= Cristina Filoso =

Argentine musician

Cristina Filoso is an Argentine concert pianist.

== Music career and works ==

Cristina Filoso was born in Buenos Aires, Argentina. She studied with Vincenzo Scaramuzza and then continued her studies with Earl Wild and Nikita Magaloff. In 1992, she was awarded the first prize at the Alberto Williams Competition.
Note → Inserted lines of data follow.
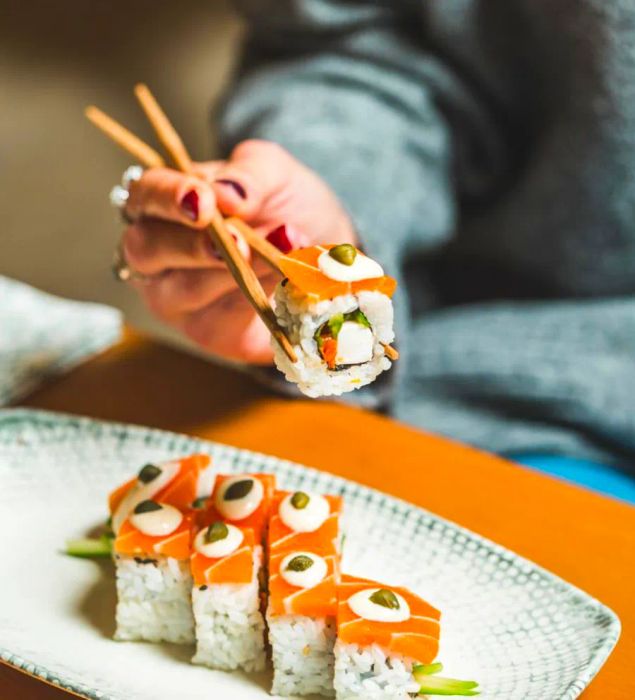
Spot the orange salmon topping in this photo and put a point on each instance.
(237, 567)
(323, 541)
(416, 638)
(176, 545)
(301, 267)
(180, 492)
(257, 521)
(318, 601)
She has performed many piano recitals in Argentina, Spain, Italy, England, Mexico, Venezuela, Chile, South Africa, and other African countries. She has played as a soloist with the “Arcos of Buenos Aires“ Orchestra, the Symphonic Orchestra of Rosario (Santa Fe), the Symphonic Orchestra of San Juan, the Orchestra of the Teatro Argentino de La Plata, the Buenos Aires Philharmonic at the Colón Theatre several times, and the Symphonic of Mexico City.

As a chamber music performer, she has played with cellists Christine Walevska (U.S.A.), Eduardo Vassallo (Argentina), and Franco Maggio (Italy), and violinists Mark Peskanov (Russia), Peter Thomas (England), Vadim Brodski (Poland), Alberto Lysy (Argentina), and Fernando Hasaj (Uruguay). Together with violoncellist Eduardo Vassallo, she premiered Astor Piazzolla‘s "Le Grand Tango" in the presence of the composer himself. They recorded a CD with this piece and other Latin-American compositions.

She and Eduardo Vassallo have recently recorded another CD of Astor Piazzolla's tangos in England. There, they also played all of Beethoven’s sonatas for piano and cello. In England, she always plays with the Birmingham Ensemble.

She plays in the Trío Clásico de Buenos Aires, together with Oleg Pishénin (violin) and Carlos Nozzi (cello).